In Julie, the young Eskimo girl returns to her father's village, Kangik, only to discover that her long estranged father, Kapugen, has married a white woman and has left the old ways behind. In fact, readers learn that he is the one who shot Amaroq from a plane at the end of the previous novel. She struggles to save her beloved wolves and also falls in love with a young Siberian man, Peter Sugluk.
Susan Dunn, in a Voice of Youth Advocates review of Julie, commented that book is "an excellent adventure story" and a novel that supplies a "delicious taste of a nontraditional lifestyle and personality. George's sense of the place is so instinctive and so physically precise that the final Edenic vision of natural world order restored. With Julie's Wolf Pack, the focus shifts to the wolf pack, now led by Kapu, the alpha male.
Constantly challenged by a loner wolf, Raw Bones, Kapu must prove himself to the pack. Rabies is another enemy to the pack in this installment. Though many reviewers felt the third novel lacked the dramatic tension of the first two, largely because Julie is peripheral to the plot, Carrie Eldridge, writing in Kliatt, thought George's "obvious knowledge of her subject matter is admirable and resonates throughout the story.
Another novel set in the Everglades is The Talking Earth. More environmental issues are dealt with in There's an Owl in the Shower, in which an out-of-work logger's son takes in a baby owl only to discover that it is a species of spotted owl that cost his father his job. George has also teamed up with illustrator Wendell Minor and others to create a nest full of picture books introducing the ways of nature to the very young reader.
More northern adventures are served up in Arctic Son, a "picture-book ode to the Arctic," according to a reviewer for Publishers Weekly. A chronicle of the birth and early years of George's grandson, the book is a "warm, positive story of life in the Far North," wrote Mollie Bynum in School Library Journal.

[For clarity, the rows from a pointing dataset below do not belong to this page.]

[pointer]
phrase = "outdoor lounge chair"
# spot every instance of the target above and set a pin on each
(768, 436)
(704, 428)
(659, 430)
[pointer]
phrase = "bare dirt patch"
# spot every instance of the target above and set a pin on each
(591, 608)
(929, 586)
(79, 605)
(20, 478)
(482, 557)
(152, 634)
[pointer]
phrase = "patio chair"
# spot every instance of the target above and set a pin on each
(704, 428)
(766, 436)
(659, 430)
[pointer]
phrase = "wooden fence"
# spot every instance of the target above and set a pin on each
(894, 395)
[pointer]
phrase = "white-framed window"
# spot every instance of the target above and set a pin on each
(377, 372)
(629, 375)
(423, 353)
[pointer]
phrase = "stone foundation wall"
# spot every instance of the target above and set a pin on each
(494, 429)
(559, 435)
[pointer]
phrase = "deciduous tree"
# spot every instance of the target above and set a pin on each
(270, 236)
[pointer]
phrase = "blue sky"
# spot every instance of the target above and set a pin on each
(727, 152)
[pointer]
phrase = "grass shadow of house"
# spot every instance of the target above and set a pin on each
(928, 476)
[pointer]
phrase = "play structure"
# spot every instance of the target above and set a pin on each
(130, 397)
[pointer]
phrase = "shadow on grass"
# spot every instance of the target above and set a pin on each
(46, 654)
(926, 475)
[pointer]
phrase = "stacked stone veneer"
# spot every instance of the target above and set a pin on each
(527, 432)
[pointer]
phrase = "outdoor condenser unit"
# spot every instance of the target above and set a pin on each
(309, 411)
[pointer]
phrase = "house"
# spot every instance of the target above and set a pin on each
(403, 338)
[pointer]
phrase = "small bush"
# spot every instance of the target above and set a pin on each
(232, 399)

In Morning, Noon, and Night, another collaboration with Minor, George portrays the activities of a variety of animals from dawn on the East Coast to sundown on the West.
The Arctic spring is captured in Snow Bear, which tells of an Inuit girl who goes out on a hunt and encounters a bear cub. Patricia Manning, reviewing Snow Bear in School Library Journal, commented, "The simple, pleasing text is accompanied by luminous watercolors that faithfully record this charming if improbable chance meeting.
George adopts a story from the novel Julie's Wolf Pack for these tales of an Eskimo boy and the wolf pup he raises and trains. Warned not to become too fond of this wild animal, the boy, Amaroq, loves the animal anyway. Booklist's Linda Perkins found the same book to be a successful condensation of the longer tale "with heart-tugging appeal.
Jean died on May 15, , at the age of 92 from complications of congestive heart failure , according to Twig George, at the Westchester Medical Center in Valhalla. Contents move to sidebar hide. Article Talk. Read Edit View history. Tools Tools. Download as PDF Printable version. In other projects. Wikimedia Commons Wikidata item.
Jean george craighead biography books
American writer Craighead George in Barrow, Alaska , Washington, D. Valhalla, New York , U. Biography [ edit ]. Works [ edit ]. References [ edit ].